Strong advocacy also means pressing for more clarity and consistency from the regulatory community. Supporting a bipartisan bill introduced in the House of Representatives earlier this year, H.R. 5230, is one way members of the direct selling community can press for such change. The bill provides a clear definition of what constitutes a pyramid scheme and would go a long way toward minimizing confusion in the marketplace. It is this very lack of a clear federal definition of a pyramid scheme that leaves the direct selling community to attempt to decipher the intent of law enforcement by reading between the lines of an ever-changing body of case law, court settlements and statements by regulators. Which of the terms of the Herbalife settlement, for example, are prescriptive guidelines for all direct selling companies and which are intended as mitigation solely for Herbalife? No one outside the FTC really knows for sure.


“I think the protections that we have in place here are aimed to ensure that going forward Herbalife operates legitimately, but I do think they provide important guidance to the rest of the MLM industry about what they need to focus on in order to ensure they are not engaging in unfair or deceptive practices.”
—Edith Ramirez, Chairwoman, FTC


Yet it is important that the direct selling community not wait for the regulatory community to take the lead. During her press conference the morning the settlement with Herbalife was announced, FTC Chairwoman Edith Ramirez said the FTC will be providing additional guidance to what she described as the multi-level marketing industry. “I think the protections that we have in place here are aimed to ensure that going forward Herbalife operates legitimately,” she said, “but I do think they provide important guidance to the rest of the MLM industry about what they need to focus on in order to ensure they are not engaging in unfair or deceptive practices.”

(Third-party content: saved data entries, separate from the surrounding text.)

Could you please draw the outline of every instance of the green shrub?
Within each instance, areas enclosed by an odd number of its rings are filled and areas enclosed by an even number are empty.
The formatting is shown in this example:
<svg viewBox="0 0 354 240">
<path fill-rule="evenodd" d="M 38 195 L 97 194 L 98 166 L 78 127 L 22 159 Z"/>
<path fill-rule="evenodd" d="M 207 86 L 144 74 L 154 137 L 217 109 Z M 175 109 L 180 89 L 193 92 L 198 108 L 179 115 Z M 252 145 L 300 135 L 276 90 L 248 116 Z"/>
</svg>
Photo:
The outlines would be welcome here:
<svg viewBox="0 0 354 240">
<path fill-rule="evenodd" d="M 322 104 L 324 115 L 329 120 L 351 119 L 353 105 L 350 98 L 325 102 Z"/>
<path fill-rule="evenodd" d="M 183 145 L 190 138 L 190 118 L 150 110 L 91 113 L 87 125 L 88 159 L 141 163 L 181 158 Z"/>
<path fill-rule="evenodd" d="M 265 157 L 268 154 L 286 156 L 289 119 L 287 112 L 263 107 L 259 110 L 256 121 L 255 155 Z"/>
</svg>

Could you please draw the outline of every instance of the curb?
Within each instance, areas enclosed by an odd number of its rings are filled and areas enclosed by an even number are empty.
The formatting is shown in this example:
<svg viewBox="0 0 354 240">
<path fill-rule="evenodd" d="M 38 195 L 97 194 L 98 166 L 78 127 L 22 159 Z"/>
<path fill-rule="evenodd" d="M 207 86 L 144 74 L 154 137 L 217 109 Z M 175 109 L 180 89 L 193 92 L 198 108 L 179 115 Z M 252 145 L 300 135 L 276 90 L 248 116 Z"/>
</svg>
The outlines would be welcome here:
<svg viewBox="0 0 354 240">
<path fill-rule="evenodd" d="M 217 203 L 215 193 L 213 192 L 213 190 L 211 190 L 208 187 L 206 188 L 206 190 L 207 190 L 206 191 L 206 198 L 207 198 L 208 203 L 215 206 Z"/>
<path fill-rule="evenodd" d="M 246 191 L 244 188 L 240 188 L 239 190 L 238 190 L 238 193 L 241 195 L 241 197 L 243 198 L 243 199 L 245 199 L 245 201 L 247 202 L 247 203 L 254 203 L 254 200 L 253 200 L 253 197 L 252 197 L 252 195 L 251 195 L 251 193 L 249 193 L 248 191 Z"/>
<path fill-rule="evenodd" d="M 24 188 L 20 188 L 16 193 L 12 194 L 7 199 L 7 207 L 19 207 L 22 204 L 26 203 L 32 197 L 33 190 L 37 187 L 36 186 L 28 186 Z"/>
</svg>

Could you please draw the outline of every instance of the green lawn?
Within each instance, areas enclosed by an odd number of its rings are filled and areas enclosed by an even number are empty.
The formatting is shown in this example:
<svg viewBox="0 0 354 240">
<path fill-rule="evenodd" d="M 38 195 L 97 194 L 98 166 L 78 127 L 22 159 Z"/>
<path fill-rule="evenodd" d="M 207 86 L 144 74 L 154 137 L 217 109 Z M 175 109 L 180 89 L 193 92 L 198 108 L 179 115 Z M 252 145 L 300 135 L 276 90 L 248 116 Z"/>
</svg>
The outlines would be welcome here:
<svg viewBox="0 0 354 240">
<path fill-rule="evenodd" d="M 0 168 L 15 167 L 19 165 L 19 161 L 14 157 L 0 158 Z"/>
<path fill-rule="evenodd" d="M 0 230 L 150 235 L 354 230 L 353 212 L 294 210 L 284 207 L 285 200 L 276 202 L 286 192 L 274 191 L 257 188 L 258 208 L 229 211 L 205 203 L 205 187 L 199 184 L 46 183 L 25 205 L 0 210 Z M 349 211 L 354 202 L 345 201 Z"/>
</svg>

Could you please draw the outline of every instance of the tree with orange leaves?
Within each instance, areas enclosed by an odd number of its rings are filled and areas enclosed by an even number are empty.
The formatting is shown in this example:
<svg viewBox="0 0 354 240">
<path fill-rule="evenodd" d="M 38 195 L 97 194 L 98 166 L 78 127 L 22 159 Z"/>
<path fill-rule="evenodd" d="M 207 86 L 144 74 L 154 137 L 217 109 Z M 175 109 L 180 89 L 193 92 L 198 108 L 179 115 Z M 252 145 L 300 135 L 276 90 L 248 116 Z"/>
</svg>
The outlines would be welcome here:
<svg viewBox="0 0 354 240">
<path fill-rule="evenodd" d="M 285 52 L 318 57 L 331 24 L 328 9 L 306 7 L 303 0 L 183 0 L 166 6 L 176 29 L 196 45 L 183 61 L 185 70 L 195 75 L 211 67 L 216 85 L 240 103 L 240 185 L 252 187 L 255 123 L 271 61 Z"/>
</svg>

Several weeks later, as this edition of DSN went to press, there was still no word from the FTC on what this guidance might involve. A representative from the commission’s public affairs office told DSN that they have no information about the guidance that was mentioned or on when it might be. DSA staff report that they reached out to the FTC immediately following the settlement announcement and extended invitations to the FTC to meet with the DSA board and to address member companies.

Instead of waiting for additional guidance from the FTC, this is the time for even more direct selling company executives to join those within the channel who already are serving as forceful advocates for self-regulation. If as a channel we create an environment in which all companies exceed the expectations of consumers and of our independent salesforce, and we do this consistently and for the long haul, direct selling will continue to grow and prosper. LifeVantage CEO Darren Jensen put it this way: “The future of the industry is rooted in having a vibrant customer base coupled with effective and powerfully branded products.”


If as a channel we create an environment in which all companies exceed the expectations of consumers and of our independent salesforce, and we do this consistently and for the long haul, direct selling will continue to grow and prosper.


The Possibilities Ahead

The quote is more than 100 years old, but Avon Founder and direct selling pioneer David McConnell’s sentiment still rings true today: “If we stop and look over the past and then into the future, we can see that the possibilities are growing greater and greater every day; that we have scarcely begun to reach the proper results from the field we have before us.”

The principles underlying the FTC’s settlement with Herbalife are, by and large, concepts that can make the direct selling channel a stronger, more appealing way to sell high-quality products and services and to provide people an opportunity to earn financial rewards or even build their own business. Yet taking action today—to embrace those principles as well as to advocate for the long-term health of the channel—is critically important. There are four pillars that support direct selling: our customers, our distributors, our companies and our community. To set the firmest foundation, we must be equally strong advocates for all four.